The nursing manager decides to form a committee to address the issue of violence against ED personnel. Which combination of employees is best suited to fulfill this assignment? A. ED physicians and charge nurses B. Experienced RNs and experienced paramedics C. RNs, LPN/LVNs, and nursing assistants D. At least one representative from each group of ED personnel

D. At least one representative from each group should be included because all employees are potential targets fro violence in the ED.

After falling from a 10' ladder, a patient is brought to the emergency department. The patient is alert, reports back pain, and difficulty moving the lower extremities. Which additional observation is an indication the patient may be experiencing neurogenic shock? A. Cool and pale skin B. Increased systolic blood pressure C. Poor skin turgor D. Bradycardia

D. Bradycardia

A 56-year-old patient presents in triage with left-sided chest pain, diaphoresis, and dizziness. This patient should be prioritized into which category? A. High urgent B. Urgent C. Non-urgent D. Emergent

D. Chest pain is considered an emergent priority, which is defined as potentially life-threatening. Patients with urgent priority need treatment within 2 hours of triage (e.g. kidney stones). Non-urgent conditions can wait for hours or even days. (High urgent is not commonly used; however, in 5-tier triage systems, High urgent patients fall between emergent and urgent in terms of the time lapsing prior to treatment).

A patient arrives in the emergency department with symptoms of myocardial infarction, progressing to cardiogenic shock.
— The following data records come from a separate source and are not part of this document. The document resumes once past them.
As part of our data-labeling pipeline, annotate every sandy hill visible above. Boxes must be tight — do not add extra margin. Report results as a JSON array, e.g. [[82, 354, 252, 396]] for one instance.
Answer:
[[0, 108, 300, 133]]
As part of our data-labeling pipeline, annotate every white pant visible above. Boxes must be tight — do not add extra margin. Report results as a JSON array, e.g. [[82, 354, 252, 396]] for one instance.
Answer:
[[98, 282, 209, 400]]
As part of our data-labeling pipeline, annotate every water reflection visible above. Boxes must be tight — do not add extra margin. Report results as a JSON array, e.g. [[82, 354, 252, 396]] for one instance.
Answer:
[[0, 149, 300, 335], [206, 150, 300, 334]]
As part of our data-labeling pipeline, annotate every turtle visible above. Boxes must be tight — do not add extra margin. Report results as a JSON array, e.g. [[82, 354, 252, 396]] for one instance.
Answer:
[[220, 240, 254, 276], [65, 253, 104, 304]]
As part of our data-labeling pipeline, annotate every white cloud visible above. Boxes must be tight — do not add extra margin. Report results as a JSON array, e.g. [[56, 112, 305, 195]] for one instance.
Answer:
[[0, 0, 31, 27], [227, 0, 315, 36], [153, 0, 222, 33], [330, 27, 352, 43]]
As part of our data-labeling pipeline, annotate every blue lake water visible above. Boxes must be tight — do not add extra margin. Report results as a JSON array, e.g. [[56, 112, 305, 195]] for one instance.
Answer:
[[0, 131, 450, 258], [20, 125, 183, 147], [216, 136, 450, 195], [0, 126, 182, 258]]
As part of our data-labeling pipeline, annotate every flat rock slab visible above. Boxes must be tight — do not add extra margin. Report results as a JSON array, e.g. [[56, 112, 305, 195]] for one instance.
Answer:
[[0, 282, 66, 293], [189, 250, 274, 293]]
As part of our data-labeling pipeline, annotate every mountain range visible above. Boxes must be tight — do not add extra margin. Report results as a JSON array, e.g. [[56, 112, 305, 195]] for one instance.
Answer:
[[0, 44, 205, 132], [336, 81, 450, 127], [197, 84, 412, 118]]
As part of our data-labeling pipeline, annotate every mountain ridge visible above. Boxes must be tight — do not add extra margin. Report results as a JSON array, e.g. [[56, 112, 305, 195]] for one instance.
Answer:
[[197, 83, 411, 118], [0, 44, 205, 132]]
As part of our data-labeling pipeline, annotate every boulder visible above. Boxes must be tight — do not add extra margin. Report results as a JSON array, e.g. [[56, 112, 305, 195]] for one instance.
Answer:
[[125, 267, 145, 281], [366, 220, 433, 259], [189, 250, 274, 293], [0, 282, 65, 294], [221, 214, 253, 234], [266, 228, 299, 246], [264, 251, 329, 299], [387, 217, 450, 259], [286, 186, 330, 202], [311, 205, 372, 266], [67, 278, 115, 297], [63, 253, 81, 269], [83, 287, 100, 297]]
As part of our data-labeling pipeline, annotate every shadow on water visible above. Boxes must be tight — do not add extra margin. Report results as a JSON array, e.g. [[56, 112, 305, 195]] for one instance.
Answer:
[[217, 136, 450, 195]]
Which of the following symptoms should the nurse expect the patient to exhibit with cardiogenic shock? A. Hypertension. B. Bradycardia. C. Bounding pulse. D. Confusion.
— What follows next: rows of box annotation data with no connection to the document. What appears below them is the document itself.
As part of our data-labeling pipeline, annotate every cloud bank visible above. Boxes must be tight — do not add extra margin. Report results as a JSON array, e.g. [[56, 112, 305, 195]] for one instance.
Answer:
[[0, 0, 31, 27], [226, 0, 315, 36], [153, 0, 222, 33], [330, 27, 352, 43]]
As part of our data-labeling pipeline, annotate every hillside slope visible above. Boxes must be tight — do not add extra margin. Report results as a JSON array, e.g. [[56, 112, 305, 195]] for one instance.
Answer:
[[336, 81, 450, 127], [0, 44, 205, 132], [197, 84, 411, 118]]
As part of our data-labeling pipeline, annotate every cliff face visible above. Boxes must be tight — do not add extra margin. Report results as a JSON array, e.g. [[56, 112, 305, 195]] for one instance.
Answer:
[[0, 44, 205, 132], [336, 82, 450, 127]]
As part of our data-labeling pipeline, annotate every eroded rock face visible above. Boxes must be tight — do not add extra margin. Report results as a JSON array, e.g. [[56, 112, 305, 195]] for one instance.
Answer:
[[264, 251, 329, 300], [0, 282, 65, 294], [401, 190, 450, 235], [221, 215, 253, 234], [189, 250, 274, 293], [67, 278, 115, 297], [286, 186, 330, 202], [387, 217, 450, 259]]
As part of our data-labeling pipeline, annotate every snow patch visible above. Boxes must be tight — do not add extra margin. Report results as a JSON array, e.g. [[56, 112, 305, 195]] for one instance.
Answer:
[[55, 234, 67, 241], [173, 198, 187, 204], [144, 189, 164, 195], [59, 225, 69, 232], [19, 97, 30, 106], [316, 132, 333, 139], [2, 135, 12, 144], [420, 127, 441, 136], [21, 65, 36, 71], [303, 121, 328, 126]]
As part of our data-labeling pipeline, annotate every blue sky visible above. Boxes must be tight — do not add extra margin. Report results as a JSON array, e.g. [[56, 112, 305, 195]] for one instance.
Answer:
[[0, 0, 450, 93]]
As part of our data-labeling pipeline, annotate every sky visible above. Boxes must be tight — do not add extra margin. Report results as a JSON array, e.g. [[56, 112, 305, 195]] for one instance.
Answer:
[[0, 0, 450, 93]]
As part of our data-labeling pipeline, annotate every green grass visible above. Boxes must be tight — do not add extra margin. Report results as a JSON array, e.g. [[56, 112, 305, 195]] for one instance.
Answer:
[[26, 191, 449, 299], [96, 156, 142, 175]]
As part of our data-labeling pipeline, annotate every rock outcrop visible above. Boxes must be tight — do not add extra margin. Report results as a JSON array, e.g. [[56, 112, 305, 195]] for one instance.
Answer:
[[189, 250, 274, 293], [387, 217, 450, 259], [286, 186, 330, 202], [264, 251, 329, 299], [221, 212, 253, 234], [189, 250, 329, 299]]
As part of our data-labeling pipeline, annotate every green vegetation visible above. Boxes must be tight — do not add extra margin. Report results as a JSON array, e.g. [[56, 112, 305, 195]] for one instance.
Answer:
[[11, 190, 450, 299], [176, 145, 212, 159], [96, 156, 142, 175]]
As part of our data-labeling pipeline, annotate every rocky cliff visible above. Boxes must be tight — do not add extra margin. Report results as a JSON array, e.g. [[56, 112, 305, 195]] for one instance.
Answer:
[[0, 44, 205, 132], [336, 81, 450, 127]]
D. Confusion Cardiogenic shock severely impairs the pumping function of the heart muscle, causing diminished blood flow to the organs of the body. This results in diminished brain function and confusion, as well as hypotension, tachycardia, and weak pulse. Cardiogenic shock is a serious complication of myocardial infarction with a high mortality rate

A patient is being treated for hemorrhagic shock secondary to multiple rib fractures and a lacerated liver. Two units of packed red blood cells have been administered. Which of these measurements is an indication the patient has received adequate volume replacement? A. Oxygen saturation 90% B. Increased serum creatinine C. Decreased right atrial pressure D. Decreased serum lactate

D. Decreased serum lactate

A 25-year-old patient has returned home following extensive rehabilitation for a C8 spinal cord injury. The home care nurse visits and notices that the patient's spouse and parents are performing many of the activities of daily living (ADLs) that the patient had been managing during rehabilitation. The most appropriate action by the nurse at this time is to a. tell the family members that the patient can perform ADLs independently. b. remind the patient about the importance of independence in daily activities. c. recognize that it is important for the patient's family to be involved in the patient's care and support their activities. d. develop a plan to increase the patient's independence in consultation with the with the patient, spouse, and parents

D. Develop POC to increase independence

Which statement made by the client with facial burns who has been prescribed to wear a facial mask pressure garment indicates correct understanding of the purpose of this treatment? A. "After this treatment, my ears will not stick out." B. "The mask will help protect my skin from sun damage." C. "Using this mask will prevent scars from being permanent." D. "My facial scars should be less severe with the use of this mask."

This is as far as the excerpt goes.